Liddick: Common sense: R.I.P
Editor’s Note: Morgan Liddick’s column will return to its normal Tuesday slot next week.
I’d like to report a murder. The victim is common sense, last seen about 1993 when a Democrat President and a Republican Congress finally agreed to heed the admonition of the late Senator Daniel Patrick Moynahan, that paying people to be unemployed for an unlimited amount of time would hardly encourage them to seek work.
I don’t think that was the motive, by the way.
Instead, I have a growing suspicion that common sense was dragged from its bed and beaten to death because we were simply tired of its nagging. It was such a drag, constantly hearing about things we should have known but didn’t want to, because they were too uncomfortable. There certainly is no lack of evidence.
Exhibit A is the whining that happens every year when standardized tests are given to schoolchildren. CSAP or its clones, the ACT, SATs – it’s always the same. Little Nancy just “doesn’t do well on standardized tests;” Freddie lags because “he’s bored in school.” While rationalization like these may salve the pain, they’re mostly knee-deep buncombe. If Nancy’s grades are congruent with her scores – and I’m willing to bet they mostly are – her SATs are in the low range because she prefers texting until two a.m. to doing her class prep, and she has parents who are either too distracted or too indifferent to notice. If Freddie’s bored, his last name better be Einstein or Jobs; true genius is much rarer than a kid who lacks the discipline to pay attention to the instructor instead of the antics of the guy in the next seat. But if he’s truly bored, have him learn Latin, and follow it with calculus. It’s good mental exercise.

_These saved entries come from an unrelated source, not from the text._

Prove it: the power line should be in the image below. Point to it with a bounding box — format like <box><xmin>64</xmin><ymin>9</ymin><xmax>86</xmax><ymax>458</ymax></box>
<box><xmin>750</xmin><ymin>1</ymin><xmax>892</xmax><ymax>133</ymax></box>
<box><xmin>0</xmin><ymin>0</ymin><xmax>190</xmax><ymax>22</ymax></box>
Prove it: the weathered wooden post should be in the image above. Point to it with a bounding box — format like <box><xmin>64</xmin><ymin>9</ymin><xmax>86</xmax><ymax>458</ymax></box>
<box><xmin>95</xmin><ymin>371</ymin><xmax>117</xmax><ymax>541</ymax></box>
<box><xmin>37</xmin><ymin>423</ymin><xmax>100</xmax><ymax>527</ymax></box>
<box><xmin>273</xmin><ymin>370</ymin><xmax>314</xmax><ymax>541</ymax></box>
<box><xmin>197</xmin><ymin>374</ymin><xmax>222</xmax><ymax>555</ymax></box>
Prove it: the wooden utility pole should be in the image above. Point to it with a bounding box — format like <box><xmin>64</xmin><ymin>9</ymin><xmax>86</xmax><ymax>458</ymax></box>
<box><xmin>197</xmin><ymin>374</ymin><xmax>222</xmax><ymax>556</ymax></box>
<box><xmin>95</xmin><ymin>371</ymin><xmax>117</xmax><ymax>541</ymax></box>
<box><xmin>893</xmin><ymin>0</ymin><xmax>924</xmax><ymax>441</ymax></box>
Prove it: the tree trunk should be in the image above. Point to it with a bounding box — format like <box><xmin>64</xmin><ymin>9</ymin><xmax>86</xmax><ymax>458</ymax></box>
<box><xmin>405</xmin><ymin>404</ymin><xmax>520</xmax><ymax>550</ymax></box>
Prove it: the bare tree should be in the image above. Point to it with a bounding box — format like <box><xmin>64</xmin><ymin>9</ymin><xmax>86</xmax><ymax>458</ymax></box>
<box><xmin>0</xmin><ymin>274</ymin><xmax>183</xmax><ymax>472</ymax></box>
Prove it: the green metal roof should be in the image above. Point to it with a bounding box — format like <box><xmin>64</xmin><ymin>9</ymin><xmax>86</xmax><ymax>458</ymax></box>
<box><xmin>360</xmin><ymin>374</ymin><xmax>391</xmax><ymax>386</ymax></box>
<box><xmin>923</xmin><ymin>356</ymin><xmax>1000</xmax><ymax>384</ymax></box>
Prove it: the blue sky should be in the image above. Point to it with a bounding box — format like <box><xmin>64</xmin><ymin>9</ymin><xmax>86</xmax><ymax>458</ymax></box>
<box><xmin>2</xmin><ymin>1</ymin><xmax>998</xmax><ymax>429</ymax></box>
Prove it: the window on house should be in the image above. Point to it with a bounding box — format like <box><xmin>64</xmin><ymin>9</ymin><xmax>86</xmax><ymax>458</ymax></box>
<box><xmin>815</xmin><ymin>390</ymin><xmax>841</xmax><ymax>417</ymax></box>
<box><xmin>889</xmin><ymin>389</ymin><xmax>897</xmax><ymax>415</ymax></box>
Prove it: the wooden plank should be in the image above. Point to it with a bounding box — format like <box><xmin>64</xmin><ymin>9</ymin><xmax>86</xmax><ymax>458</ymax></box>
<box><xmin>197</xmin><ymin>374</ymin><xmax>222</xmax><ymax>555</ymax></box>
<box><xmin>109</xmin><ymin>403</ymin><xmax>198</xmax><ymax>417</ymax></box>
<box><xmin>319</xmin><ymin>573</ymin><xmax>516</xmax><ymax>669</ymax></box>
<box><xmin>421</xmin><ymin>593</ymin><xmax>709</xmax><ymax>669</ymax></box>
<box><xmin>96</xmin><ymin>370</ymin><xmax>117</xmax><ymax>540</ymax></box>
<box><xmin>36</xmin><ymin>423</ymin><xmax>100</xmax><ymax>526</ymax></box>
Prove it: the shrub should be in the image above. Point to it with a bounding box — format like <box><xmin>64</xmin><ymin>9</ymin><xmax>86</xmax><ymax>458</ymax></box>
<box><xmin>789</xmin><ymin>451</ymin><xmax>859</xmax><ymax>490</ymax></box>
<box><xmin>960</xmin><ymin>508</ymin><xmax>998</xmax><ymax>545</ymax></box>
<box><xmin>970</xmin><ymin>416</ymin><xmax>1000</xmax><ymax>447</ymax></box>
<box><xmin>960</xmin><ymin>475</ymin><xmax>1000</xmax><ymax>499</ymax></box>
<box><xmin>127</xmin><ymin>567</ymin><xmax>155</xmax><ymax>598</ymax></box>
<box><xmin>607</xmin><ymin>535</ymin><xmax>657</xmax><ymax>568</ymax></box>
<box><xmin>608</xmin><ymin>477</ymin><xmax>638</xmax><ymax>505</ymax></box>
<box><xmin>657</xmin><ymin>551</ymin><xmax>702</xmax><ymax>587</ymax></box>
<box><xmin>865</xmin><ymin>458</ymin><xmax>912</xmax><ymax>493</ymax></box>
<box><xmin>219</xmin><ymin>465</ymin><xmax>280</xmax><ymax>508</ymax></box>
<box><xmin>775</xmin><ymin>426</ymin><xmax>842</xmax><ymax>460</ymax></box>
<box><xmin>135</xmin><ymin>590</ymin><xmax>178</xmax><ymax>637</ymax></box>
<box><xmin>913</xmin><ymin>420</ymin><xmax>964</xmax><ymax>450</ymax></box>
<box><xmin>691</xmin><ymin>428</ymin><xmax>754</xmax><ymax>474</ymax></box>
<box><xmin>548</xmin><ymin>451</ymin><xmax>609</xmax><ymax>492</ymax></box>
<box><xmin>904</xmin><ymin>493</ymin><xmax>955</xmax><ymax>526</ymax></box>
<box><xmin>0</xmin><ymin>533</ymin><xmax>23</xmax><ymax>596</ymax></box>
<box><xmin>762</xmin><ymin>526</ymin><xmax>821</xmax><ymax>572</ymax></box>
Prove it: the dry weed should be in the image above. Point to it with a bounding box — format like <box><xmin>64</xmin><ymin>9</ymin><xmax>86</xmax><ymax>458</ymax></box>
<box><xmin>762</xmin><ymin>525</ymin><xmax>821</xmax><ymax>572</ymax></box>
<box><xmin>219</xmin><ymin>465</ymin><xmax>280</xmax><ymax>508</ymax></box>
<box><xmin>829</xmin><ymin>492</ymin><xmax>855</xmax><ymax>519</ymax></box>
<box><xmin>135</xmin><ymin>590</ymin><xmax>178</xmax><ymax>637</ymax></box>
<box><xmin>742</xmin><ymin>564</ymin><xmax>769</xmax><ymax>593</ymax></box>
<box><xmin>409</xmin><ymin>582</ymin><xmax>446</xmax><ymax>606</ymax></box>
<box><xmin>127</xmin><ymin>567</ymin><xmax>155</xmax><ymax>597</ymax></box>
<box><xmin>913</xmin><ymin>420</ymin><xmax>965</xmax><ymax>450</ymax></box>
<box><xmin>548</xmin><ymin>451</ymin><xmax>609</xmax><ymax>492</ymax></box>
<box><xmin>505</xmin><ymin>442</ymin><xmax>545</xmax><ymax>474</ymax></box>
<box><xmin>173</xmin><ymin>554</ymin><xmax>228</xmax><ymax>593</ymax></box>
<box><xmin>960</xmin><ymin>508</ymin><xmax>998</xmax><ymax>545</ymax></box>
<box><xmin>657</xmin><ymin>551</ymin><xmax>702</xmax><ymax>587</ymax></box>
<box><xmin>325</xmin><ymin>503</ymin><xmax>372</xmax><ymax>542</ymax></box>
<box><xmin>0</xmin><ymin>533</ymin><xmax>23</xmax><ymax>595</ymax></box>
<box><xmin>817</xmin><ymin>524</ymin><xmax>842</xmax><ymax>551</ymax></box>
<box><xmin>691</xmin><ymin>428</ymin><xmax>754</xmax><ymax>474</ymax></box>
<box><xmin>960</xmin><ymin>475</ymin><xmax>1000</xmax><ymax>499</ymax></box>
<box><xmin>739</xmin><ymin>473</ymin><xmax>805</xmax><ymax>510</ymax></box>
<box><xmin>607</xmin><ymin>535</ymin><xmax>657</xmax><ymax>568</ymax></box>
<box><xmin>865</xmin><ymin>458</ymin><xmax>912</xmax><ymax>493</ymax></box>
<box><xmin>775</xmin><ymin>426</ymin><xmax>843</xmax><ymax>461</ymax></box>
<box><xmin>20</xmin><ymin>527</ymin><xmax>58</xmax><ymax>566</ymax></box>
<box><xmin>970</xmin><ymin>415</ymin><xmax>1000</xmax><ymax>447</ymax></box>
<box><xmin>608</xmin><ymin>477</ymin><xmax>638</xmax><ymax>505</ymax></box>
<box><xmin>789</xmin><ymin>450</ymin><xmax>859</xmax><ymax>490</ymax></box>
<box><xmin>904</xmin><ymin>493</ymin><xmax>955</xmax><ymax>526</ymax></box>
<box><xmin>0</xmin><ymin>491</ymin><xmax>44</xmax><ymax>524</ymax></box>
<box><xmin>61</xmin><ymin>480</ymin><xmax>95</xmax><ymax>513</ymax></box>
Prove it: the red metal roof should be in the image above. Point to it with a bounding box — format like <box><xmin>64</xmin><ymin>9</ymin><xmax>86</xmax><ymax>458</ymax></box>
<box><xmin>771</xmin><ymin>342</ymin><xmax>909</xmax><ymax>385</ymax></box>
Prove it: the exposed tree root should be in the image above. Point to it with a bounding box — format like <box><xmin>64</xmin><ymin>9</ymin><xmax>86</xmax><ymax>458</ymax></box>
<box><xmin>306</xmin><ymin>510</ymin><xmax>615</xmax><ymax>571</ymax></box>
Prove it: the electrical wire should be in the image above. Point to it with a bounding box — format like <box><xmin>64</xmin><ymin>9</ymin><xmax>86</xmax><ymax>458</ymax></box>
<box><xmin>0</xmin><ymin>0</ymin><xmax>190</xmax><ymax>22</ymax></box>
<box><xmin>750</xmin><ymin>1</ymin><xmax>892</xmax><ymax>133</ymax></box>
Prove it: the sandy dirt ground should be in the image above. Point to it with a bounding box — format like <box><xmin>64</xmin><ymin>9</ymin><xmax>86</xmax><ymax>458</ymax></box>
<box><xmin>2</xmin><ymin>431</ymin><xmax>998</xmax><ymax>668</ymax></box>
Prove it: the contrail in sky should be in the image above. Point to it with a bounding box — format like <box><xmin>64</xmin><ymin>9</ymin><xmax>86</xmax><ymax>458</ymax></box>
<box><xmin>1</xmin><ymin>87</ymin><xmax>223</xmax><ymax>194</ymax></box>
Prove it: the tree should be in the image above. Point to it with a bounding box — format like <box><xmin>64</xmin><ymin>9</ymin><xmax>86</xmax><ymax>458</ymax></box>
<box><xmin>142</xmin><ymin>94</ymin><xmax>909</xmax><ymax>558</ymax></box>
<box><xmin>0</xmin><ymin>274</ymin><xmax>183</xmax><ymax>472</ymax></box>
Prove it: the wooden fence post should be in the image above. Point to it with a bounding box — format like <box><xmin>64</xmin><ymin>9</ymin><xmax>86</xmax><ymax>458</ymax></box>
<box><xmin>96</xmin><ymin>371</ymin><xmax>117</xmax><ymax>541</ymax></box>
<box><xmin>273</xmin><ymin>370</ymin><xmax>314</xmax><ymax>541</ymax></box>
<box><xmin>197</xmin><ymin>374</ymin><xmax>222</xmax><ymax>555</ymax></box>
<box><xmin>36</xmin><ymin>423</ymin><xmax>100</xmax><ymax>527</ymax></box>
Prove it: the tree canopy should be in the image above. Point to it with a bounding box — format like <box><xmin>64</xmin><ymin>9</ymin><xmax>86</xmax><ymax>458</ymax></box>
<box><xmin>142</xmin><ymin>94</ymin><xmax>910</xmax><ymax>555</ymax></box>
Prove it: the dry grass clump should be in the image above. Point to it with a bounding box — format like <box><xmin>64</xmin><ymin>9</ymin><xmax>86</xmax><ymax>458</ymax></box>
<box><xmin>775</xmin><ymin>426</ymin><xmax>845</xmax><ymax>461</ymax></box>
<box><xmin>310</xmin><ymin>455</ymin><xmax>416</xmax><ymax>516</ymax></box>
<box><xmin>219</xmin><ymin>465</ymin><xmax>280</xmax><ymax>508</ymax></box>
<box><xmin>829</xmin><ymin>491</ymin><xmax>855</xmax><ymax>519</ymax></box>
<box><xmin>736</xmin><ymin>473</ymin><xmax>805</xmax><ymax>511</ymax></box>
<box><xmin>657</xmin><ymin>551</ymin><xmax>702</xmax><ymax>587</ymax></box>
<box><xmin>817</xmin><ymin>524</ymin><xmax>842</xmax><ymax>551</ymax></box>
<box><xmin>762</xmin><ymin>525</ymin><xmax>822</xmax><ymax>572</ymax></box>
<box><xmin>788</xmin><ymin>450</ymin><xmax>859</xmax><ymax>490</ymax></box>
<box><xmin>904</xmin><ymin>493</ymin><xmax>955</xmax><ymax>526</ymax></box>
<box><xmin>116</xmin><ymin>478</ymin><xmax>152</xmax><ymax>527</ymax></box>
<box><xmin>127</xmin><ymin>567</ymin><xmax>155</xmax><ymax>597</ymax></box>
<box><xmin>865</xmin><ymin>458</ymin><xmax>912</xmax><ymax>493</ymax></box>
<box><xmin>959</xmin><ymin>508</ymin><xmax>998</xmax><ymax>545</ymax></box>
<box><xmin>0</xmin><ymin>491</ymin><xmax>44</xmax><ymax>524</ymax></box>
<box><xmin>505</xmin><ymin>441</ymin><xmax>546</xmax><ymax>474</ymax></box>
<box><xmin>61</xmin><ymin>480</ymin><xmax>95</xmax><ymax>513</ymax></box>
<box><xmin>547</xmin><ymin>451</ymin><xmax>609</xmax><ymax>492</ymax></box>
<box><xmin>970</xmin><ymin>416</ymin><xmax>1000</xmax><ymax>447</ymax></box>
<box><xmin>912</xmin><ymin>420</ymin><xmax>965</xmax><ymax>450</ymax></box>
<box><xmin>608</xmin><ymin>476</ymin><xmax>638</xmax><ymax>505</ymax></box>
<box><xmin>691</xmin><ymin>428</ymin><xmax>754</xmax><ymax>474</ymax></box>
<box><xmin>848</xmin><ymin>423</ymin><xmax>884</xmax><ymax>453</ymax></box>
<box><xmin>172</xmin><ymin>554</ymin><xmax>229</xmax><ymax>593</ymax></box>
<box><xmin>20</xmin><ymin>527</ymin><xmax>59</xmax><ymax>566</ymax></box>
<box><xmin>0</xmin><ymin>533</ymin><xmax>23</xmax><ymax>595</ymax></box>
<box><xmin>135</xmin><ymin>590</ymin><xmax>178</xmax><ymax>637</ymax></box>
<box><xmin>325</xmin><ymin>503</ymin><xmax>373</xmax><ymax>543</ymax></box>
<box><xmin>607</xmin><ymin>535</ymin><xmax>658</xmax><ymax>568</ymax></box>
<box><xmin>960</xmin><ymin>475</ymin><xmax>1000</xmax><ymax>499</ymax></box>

Exhibit B is the claim that Colorado’s Secretary of State is evilly plotting to disenfranchise voters by demanding they provide what my bank requires of me when I cash a check: proof I am who I say I am. The argument that “there is no evidence of voter fraud” is an assault on common sense: how can one prove such fraud if one is prohibited from requiring evidence of proper enfranchisement – as is now the case? That Mr. Gessler was, in the teeth of this prohibition, able to present a list of 4,000 names which may represent illegal voter registrations is clear evidence that work needs doing here. Common sense might ask the naysayers “How much fraudulent voting are you prepared to tolerate,” but anyone with a working knowledge of history already knows the answer: “Just enough to win.”
Exhibit C is the current kerfuffle over the fate of James Holmes, already well on his way to darlinghood among Colorado’s anti-death-penalty crew. Counsel for Mr. Holmes, who recently killed 12 and injured 58 in a shooting spree are evidently planning a “schizophrenia made me do it” defense. In his bid to escape the needle, he is being ably assisted by those who argue – among other things – that the death penalty in Colorado is racist; that it is unevenly applied; and that it is simply an expression of anger and vengeance. As if, in the case of a mass murderer such as he, “vengeance” is not among the entirely appropriate responses available to society.
Let us be absolutely clear: Mr. Holmes is a brilliant fellow who was studying neuroscience before his appalling detour into slaughter. There is ample evidence that he planned his crimes in advance, that he understood what he was doing and its implications, that he didn’t want to be apprehended, but that he planned for that contingency as well. He committed vicious, calculated murder 12 times, and would have done far more of it had fate not intervened. He is the sort of person against which society must protect itself, and the death penalty is the most certain way to do this. The execution of Mr. Holmes may not be a general deterrent to murderers, but it is a specific one: he will never kill again.
The last piece of evidence that common sense is now six feet under – or at least living incognito in Paraguay – comes to us courtesy of the airline industry. It seems that last week, a certain Arijit Guha was denied boarding on a Delta Airlines flight from Buffalo, N.Y. Mr. Guha was wearing a t-shirt denouncing Federal Security Agents and announcing “Terrorists gonna kill us all.” He argued that the misspelling of “going to” should have indicated that the sentiment was political satire.
The airline has not commented, but I suspect they were concerned that Mr. Guha’s T-shirt indicated he was so stupid that, somewhere over Cleveland he would forget to breathe – suffocating himself, and thereby inciting the wrath of every liability lawyer East of the Mississippi.
Common sense, please phone home. We miss you.